Buildings ‘still unsafe’
Four years after the deadly Campus Trendz Boutique fire on Tudor Street, Bridgetown, director of the September 3 Foundation, David Comissiong, says little has been done to fix substandard conditions in many commercial buildings across the island.
During a Press conference at the Clement Payne Cultural Centre on Crumpton Street, The City, yesterday to outline activities to mark the anniversary of the fire that claimed the lives of Shanna Griffith, Nikkita Belgrave, Pearl Cornelius, Tiffany Harding, Kellishaw Olivierre and Kelly Ann Welch, Comissiong said: “It was our assumption that even without asking for it, the authorities would have recognised that a particular kind of response was merited.”

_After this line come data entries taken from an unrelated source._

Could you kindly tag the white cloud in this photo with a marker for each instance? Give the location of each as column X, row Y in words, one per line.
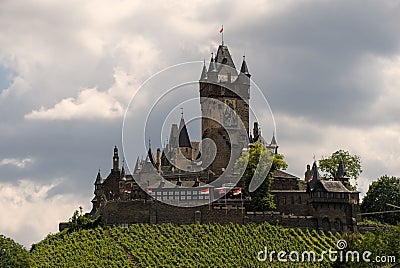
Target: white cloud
column 377, row 146
column 91, row 103
column 28, row 215
column 19, row 163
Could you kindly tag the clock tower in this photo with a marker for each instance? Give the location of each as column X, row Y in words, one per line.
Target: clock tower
column 224, row 100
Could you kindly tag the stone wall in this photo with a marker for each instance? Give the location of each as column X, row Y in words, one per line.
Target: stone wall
column 153, row 212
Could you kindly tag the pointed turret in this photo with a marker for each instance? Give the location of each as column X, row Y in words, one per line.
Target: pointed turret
column 244, row 69
column 196, row 183
column 224, row 57
column 137, row 166
column 274, row 144
column 203, row 76
column 315, row 172
column 184, row 140
column 116, row 159
column 341, row 175
column 174, row 137
column 212, row 73
column 340, row 172
column 123, row 175
column 99, row 179
column 151, row 157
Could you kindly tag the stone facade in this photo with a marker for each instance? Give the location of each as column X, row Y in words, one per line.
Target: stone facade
column 177, row 177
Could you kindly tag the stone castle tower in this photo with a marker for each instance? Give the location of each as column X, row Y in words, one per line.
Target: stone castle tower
column 224, row 100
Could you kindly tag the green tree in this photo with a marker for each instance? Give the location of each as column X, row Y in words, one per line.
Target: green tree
column 12, row 254
column 386, row 190
column 78, row 222
column 352, row 165
column 259, row 159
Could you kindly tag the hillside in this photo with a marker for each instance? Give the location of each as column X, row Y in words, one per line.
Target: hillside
column 214, row 245
column 171, row 246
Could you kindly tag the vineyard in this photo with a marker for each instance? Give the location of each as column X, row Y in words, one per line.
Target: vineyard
column 208, row 245
column 178, row 246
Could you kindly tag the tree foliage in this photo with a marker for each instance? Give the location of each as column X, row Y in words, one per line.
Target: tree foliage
column 12, row 254
column 386, row 190
column 258, row 156
column 79, row 222
column 352, row 165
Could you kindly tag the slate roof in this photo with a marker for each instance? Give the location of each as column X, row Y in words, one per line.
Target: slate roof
column 224, row 57
column 334, row 186
column 184, row 140
column 279, row 174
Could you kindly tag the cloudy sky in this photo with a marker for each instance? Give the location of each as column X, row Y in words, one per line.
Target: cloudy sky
column 330, row 71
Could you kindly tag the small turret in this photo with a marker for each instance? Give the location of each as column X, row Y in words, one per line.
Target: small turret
column 137, row 166
column 212, row 74
column 123, row 175
column 315, row 172
column 116, row 159
column 341, row 175
column 244, row 69
column 98, row 182
column 255, row 131
column 308, row 174
column 340, row 172
column 184, row 140
column 196, row 183
column 158, row 163
column 203, row 76
column 274, row 144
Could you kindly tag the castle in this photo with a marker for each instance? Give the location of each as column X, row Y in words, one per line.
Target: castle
column 173, row 185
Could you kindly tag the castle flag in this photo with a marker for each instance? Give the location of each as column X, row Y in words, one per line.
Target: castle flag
column 237, row 191
column 204, row 191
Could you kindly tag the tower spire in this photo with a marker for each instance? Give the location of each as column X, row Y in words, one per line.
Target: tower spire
column 222, row 35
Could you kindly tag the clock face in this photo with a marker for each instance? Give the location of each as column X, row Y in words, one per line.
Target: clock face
column 230, row 113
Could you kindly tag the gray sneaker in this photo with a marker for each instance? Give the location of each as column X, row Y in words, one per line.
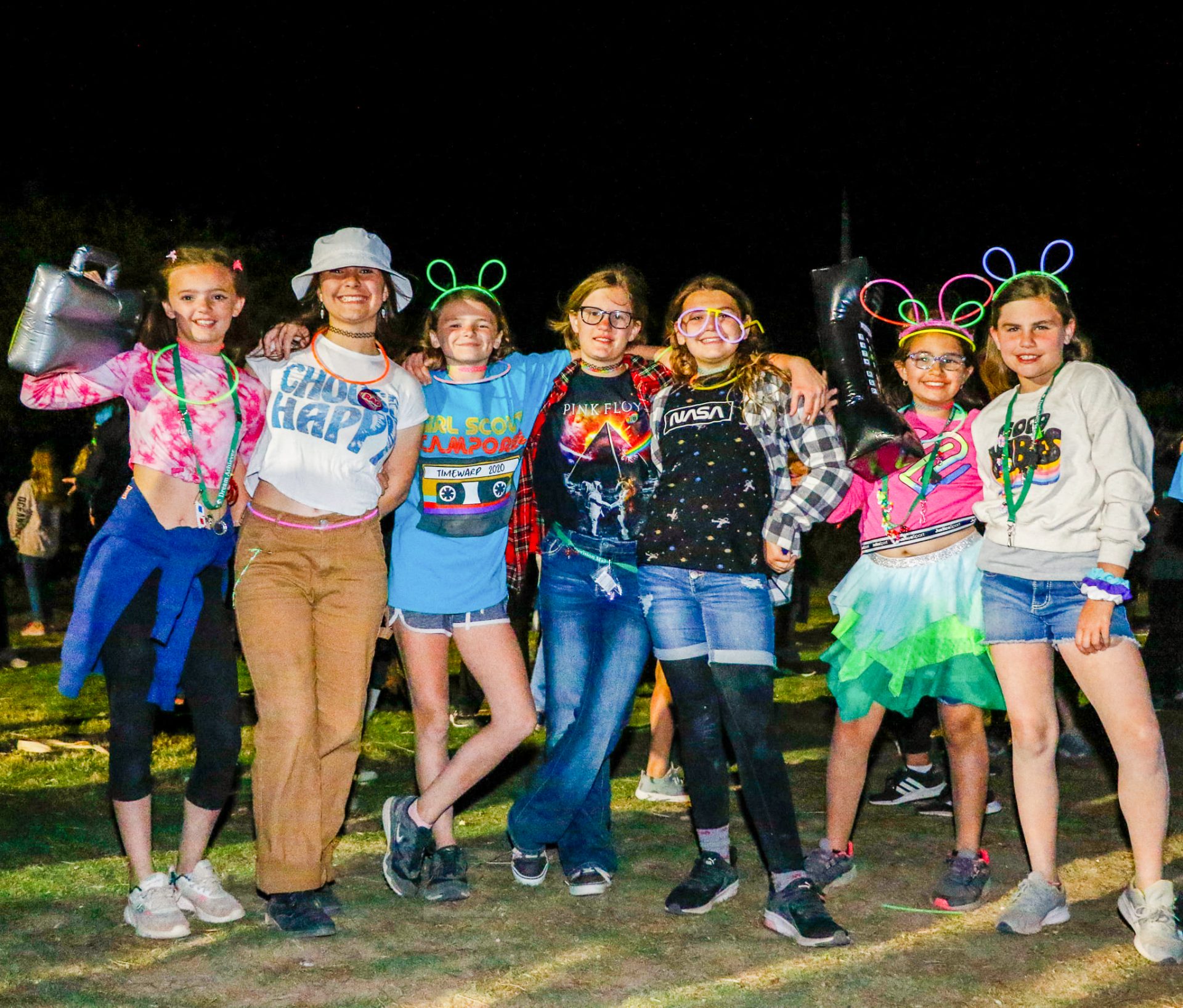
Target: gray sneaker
column 667, row 788
column 1036, row 904
column 1152, row 915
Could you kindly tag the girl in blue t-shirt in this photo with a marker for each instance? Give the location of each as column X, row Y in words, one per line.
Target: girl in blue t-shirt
column 447, row 574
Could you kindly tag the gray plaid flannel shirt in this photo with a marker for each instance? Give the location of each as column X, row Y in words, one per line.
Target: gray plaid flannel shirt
column 795, row 509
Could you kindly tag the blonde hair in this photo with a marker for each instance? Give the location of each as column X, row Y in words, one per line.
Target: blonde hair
column 628, row 280
column 749, row 364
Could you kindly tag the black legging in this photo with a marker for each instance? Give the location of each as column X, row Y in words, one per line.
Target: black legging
column 209, row 683
column 738, row 698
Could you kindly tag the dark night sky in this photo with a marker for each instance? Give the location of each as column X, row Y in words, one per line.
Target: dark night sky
column 673, row 144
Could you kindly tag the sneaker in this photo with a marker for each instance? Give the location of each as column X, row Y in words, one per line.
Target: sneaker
column 667, row 788
column 1036, row 904
column 299, row 915
column 1152, row 914
column 831, row 869
column 588, row 882
column 943, row 806
column 153, row 911
column 908, row 785
column 800, row 912
column 529, row 869
column 407, row 846
column 964, row 882
column 710, row 882
column 201, row 892
column 447, row 876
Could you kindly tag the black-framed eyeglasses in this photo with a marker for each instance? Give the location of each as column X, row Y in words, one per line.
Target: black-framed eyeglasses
column 594, row 316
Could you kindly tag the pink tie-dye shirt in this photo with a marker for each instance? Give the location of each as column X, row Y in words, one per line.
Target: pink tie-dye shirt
column 159, row 439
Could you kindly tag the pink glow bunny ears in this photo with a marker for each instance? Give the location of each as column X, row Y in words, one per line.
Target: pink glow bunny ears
column 916, row 319
column 1043, row 271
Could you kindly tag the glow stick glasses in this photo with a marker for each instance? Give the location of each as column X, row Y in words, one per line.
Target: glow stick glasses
column 728, row 326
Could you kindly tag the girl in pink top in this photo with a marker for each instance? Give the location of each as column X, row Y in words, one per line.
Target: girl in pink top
column 910, row 609
column 155, row 574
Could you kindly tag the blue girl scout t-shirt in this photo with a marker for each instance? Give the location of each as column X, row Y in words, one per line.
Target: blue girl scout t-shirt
column 447, row 551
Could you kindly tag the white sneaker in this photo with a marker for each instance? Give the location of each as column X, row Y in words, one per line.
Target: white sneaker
column 1152, row 914
column 153, row 911
column 201, row 892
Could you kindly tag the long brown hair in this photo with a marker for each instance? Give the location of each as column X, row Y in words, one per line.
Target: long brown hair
column 433, row 356
column 995, row 375
column 750, row 361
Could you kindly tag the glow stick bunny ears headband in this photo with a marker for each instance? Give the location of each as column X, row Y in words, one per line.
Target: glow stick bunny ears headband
column 917, row 319
column 455, row 287
column 1043, row 271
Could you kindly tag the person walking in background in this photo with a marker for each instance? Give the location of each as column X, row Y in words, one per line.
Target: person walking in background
column 35, row 523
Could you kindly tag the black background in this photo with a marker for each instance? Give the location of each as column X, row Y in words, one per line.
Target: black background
column 575, row 136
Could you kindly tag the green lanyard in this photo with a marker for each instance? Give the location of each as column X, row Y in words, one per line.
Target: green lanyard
column 224, row 487
column 956, row 413
column 1036, row 437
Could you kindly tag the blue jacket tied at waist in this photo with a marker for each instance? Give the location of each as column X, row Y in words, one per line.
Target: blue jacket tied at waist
column 129, row 547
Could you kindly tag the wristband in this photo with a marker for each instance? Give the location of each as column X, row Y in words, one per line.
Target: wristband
column 1104, row 587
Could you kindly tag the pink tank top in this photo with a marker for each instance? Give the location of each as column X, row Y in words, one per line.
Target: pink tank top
column 159, row 439
column 948, row 505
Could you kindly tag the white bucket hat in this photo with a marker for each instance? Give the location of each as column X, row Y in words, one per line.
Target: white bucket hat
column 353, row 246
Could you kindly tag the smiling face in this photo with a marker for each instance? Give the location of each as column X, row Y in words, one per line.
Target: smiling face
column 353, row 295
column 203, row 302
column 935, row 387
column 466, row 331
column 1031, row 336
column 600, row 343
column 709, row 349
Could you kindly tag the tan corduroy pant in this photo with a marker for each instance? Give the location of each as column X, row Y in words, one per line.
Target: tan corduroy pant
column 309, row 605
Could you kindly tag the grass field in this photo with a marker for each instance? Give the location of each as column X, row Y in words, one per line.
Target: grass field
column 62, row 884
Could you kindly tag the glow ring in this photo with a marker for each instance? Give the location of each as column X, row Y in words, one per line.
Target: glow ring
column 873, row 314
column 1051, row 245
column 1010, row 259
column 167, row 391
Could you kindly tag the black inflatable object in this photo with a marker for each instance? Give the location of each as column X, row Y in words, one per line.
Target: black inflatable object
column 73, row 323
column 869, row 425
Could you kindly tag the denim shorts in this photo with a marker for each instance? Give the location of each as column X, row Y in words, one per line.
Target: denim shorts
column 1018, row 611
column 445, row 622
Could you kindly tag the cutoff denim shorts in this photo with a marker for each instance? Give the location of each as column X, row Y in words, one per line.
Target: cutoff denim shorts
column 1018, row 611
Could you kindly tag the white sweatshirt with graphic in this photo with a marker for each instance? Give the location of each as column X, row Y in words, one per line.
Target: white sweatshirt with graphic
column 1092, row 483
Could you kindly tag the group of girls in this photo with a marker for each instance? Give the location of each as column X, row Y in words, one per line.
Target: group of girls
column 656, row 486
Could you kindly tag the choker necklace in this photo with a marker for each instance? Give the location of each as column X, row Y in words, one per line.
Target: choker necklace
column 351, row 335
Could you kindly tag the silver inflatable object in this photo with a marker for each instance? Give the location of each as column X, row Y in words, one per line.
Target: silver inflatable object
column 70, row 323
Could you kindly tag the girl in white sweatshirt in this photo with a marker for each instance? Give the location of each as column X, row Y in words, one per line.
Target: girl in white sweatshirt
column 1065, row 460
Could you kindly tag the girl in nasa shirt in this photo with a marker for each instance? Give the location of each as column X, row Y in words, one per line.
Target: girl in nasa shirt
column 311, row 572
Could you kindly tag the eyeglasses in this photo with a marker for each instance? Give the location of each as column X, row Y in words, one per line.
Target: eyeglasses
column 594, row 316
column 730, row 328
column 948, row 362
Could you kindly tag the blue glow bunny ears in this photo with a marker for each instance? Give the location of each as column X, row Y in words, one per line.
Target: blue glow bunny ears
column 455, row 287
column 916, row 319
column 1043, row 271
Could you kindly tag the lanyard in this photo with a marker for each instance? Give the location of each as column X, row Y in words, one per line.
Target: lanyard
column 1036, row 437
column 956, row 413
column 179, row 376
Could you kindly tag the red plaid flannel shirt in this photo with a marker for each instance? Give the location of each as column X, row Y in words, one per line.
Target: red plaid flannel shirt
column 526, row 526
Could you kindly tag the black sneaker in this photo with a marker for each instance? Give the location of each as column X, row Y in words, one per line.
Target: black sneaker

The lack of proper fire escapes, the phenomenon of the one-door shops in Barbados and the lack of proper safety mechanisms were identified as ongoing problems, which Comissiong said he hoped would be addressed by the Town and Country Planning Department as new commercial buildings were developed.
However, he expressed concern about existing buildings and called on Government to put the necessary funding or assistance programmes in place to give building owners avenues to retrofit their properties.
“If you have buildings that were not built according to those standards, then we are saying to them now to make the renovations to adhere to the new standards. There also needs to be a formal programme that provides funding, loans or assistance to building owners.”